In response to the realities of the 21st century where technology is key, the NECO boss has made provision for an internet facility at the headquarters. This provision, Professor Wushishi has assured, would soon be extended to all the state offices across the country. The ICT department, NECO staff School and Niger state office have also benefited from the provision of the internet facility.
Of course, for an organisation whose human component is within the threshold of several thousand, growth and expansion issues cannot be ignored if it must meet prevailing challenges and assuage interests.
The registrar understands this phenomenon accurately. To this end, in accord with the governing board, under the able leadership of Dr Abubakar Siddique, the six zonal offices of the council located in the north-east; north-west; north-central; south-east; south-south; and south-west hitherto headed by zonal coordinators have all been upgraded to directorates with a director appointed to superintend each of them.
This upgrade has given rise to an expansion in the system with each zone having four divisions headed by deputy and assistant directors.
This expansion has opened up the space for higher responsibilities and provided more hands to be part of the management process, making it more expansive and robust in scope.
The upgrade of the zonal offices to directorates has given birth to the change in the nomenclature of leadership at the state and FCT offices. Before now, addressed as state and FCT officers, the new nomenclature defines them as state and FCT coordinators. This is quite commendable.
As a comrade, Professor Wushishi understands very clearly the concept of welfare and what a robust welfare package means to the staff of any organisation. Again, in agreement with the governing board, the registrar got approval for two crucial welfare packages for the staff of the council, all within one year of his stewardship.
A retirement benefit package took effect from January 2022. In the same vein, and with effect from the same date, an insurance policy for all Staff took off. The benefits of both welfare packages are legion, considering the delays in accessing pension and gratuity upon retirement from service and the risks and hazards associated with NECO work.
Poised to make NECO a breakfast delight to most families, Professor Wushishi undertook advocacy visits to the government and people of Ebonyi, Cross River and Borno states.
In Ebonyi and Cross River states, the registrar sought and got approval from the Governors of the States for NECO-conducted examinations to be made compulsory in all public schools while a similar response is being awaited from Borno state. These advocacy visits which are ongoing, when completed, would no doubt reposition the council as the foremost examination body in the Country.
The erudite scholar is determined to tackle the challenges as they unfold, even as he has demonstrated sagacity and resilience not to be deterred by the enormity of the task ahead of him.

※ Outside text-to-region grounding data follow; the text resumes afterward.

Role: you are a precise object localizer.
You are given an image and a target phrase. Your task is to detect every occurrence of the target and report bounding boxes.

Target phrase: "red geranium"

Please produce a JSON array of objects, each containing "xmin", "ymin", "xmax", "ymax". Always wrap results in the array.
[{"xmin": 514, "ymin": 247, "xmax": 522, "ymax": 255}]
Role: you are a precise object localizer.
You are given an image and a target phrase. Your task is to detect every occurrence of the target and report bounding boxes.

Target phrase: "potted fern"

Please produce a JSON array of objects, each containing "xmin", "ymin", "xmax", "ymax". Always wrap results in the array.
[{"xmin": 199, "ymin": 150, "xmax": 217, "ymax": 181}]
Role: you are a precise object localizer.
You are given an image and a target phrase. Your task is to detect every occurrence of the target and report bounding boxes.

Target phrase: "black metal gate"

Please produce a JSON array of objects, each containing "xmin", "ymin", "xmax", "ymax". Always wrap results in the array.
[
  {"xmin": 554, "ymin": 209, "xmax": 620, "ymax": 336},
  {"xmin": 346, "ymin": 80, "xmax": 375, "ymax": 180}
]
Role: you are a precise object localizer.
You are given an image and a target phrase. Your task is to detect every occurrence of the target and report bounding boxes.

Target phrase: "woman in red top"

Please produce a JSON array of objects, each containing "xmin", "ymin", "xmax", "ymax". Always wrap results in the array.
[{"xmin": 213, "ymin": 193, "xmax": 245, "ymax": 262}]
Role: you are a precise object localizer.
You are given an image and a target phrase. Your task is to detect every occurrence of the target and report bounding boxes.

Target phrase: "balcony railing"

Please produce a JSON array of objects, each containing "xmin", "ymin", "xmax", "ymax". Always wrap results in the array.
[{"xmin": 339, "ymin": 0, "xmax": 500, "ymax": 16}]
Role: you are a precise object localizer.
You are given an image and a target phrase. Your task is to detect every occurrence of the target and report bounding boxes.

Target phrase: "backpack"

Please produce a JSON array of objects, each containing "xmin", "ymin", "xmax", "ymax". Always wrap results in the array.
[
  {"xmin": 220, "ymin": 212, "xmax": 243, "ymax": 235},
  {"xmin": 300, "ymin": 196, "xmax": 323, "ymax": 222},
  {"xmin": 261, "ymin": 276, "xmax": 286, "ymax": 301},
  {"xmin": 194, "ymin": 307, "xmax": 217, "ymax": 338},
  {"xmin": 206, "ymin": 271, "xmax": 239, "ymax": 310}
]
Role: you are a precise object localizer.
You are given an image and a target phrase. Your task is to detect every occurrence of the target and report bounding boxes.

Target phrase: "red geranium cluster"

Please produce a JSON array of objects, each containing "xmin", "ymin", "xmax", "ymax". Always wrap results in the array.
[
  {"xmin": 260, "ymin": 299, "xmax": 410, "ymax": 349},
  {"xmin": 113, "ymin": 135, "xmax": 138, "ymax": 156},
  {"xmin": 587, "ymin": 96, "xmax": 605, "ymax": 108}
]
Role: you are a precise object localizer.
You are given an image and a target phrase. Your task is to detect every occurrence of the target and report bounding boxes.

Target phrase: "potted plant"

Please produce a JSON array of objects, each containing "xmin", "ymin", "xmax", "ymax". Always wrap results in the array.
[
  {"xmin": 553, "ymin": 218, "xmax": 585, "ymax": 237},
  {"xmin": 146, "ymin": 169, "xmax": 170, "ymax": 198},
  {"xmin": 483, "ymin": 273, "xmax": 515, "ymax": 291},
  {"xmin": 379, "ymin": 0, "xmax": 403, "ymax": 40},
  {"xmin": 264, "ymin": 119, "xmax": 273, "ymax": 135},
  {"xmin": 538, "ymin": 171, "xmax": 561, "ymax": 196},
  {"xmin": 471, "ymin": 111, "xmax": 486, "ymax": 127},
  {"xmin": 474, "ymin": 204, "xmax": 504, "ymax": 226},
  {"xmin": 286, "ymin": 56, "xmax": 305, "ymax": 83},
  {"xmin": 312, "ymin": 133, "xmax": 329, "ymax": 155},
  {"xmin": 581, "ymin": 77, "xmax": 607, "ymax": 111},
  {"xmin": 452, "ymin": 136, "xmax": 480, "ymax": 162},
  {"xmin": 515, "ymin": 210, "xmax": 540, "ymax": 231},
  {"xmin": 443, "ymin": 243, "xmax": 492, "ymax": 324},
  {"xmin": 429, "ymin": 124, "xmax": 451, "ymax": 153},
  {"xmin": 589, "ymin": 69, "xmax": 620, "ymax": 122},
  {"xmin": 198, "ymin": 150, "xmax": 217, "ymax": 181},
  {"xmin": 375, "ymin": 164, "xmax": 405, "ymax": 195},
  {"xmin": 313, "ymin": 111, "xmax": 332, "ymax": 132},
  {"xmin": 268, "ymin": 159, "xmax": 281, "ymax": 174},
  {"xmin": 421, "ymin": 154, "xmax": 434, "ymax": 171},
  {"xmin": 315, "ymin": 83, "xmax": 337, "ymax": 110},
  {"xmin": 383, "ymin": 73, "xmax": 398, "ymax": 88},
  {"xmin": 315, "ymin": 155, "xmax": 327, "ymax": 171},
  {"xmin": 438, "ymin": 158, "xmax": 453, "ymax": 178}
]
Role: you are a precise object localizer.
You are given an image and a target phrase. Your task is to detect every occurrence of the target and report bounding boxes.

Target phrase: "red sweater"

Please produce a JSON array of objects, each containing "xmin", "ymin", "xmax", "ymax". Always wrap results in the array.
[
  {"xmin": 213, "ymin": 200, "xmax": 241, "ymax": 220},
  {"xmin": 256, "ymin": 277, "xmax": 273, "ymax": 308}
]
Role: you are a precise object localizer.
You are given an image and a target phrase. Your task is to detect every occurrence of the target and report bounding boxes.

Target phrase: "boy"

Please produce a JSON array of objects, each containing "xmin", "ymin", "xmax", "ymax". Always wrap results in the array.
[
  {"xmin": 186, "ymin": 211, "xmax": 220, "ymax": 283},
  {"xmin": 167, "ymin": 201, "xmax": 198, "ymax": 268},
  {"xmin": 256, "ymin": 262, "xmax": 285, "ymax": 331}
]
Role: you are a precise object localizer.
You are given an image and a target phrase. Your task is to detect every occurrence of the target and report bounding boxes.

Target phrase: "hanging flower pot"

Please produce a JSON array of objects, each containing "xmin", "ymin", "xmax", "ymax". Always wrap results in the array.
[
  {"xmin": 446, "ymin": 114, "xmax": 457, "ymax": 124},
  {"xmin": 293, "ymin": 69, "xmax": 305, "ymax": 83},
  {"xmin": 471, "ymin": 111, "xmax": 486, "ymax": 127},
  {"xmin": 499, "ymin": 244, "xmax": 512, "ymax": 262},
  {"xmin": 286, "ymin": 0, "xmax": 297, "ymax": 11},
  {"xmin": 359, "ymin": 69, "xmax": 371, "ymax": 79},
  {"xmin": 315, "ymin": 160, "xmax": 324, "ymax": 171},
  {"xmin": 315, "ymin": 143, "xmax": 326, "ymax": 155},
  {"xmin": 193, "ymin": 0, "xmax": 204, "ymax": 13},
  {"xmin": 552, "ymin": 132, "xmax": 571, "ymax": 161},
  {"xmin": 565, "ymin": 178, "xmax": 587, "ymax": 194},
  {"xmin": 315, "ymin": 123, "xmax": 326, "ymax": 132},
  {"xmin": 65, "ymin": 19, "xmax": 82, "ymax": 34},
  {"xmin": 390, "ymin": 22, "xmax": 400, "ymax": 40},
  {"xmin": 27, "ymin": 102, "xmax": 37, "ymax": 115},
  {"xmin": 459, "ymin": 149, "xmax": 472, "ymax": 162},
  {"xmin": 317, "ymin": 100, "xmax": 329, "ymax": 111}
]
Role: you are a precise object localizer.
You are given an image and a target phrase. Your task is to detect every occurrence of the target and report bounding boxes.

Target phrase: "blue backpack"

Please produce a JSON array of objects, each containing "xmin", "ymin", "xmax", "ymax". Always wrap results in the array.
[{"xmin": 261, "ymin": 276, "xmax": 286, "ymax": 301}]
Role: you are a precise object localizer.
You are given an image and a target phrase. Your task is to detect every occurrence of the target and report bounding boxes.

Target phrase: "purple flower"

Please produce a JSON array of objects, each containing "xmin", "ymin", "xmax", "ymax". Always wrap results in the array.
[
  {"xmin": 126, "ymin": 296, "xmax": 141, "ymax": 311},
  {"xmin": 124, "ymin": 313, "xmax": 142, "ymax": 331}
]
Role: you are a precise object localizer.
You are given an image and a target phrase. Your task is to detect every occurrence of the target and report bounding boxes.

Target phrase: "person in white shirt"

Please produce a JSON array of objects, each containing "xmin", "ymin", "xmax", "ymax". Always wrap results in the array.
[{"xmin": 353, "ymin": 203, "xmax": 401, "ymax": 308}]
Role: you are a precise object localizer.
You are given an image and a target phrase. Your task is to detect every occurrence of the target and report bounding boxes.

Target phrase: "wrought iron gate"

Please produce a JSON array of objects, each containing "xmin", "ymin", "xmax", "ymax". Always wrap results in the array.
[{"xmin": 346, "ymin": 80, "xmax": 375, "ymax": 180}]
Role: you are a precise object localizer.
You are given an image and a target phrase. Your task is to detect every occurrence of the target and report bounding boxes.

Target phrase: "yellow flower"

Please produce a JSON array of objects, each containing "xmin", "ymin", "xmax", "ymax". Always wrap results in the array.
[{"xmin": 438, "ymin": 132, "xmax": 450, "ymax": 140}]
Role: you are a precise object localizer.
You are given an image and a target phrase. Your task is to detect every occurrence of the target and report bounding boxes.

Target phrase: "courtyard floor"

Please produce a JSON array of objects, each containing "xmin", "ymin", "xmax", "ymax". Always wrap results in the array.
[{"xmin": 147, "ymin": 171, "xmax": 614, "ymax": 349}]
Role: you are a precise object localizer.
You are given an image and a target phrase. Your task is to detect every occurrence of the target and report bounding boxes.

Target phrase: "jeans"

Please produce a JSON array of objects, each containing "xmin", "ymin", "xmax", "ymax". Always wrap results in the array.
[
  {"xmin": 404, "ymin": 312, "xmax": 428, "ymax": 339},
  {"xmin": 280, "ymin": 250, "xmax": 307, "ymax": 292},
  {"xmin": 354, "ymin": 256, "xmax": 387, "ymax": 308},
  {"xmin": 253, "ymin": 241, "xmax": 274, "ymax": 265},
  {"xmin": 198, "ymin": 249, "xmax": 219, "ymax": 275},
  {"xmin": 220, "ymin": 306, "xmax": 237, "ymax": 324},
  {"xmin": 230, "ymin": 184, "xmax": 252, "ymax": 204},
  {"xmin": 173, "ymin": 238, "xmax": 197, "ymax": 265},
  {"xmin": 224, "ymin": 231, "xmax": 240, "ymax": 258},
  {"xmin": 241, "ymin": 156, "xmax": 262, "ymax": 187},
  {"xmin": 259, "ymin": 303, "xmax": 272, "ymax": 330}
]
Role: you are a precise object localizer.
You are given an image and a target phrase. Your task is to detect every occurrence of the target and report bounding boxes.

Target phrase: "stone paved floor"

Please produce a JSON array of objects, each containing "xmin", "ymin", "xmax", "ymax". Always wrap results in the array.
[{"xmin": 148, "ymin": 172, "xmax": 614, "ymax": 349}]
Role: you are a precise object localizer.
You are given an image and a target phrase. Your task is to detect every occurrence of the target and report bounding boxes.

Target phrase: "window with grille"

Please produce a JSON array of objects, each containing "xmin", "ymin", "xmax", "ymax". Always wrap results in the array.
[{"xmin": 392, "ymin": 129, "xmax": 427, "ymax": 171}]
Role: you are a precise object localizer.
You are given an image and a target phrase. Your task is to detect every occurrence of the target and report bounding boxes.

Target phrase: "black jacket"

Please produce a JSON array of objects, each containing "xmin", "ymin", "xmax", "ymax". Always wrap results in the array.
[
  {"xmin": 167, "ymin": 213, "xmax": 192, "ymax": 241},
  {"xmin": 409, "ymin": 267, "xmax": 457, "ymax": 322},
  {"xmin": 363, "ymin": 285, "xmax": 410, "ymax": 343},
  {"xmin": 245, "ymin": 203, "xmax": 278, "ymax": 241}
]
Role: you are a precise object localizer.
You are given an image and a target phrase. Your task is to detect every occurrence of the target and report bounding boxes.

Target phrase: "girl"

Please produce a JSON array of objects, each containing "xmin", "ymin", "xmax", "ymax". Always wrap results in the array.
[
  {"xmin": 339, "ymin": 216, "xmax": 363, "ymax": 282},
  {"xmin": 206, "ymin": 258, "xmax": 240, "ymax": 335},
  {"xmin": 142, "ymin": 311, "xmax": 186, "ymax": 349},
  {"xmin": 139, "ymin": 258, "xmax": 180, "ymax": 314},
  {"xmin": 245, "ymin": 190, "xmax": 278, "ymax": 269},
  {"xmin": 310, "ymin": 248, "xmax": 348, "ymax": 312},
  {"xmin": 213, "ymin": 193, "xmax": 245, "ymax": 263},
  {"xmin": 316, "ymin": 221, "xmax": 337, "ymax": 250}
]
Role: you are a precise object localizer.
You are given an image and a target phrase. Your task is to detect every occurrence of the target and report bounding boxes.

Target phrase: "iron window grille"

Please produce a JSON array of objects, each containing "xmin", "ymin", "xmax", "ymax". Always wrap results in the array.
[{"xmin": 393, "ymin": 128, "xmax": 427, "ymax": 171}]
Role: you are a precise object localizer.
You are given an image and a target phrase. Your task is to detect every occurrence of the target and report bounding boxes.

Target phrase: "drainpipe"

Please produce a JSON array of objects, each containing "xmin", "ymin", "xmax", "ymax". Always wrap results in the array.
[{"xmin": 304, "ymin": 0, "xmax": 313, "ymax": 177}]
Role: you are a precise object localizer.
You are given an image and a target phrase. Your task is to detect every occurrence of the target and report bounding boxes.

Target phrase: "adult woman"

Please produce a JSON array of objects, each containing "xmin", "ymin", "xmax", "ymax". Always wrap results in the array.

Under the able leadership of Professor Wushishi, the Council has also achieved the following; successful conduct and timely release of 2021 and 2022 SSCE Internal results and successful conduct and timely release of 2021 SSCE for External candidates.
He also successfully pursued and secured an intervention fund from the federal government to settle examiners, supervisors and other ad-hoc staff who participated in the 2021 SSCE Internal examination.
Professor Wushishi has within the last two years achieved a lot at NECO and is poised to do more with the support of the management team and members of staff.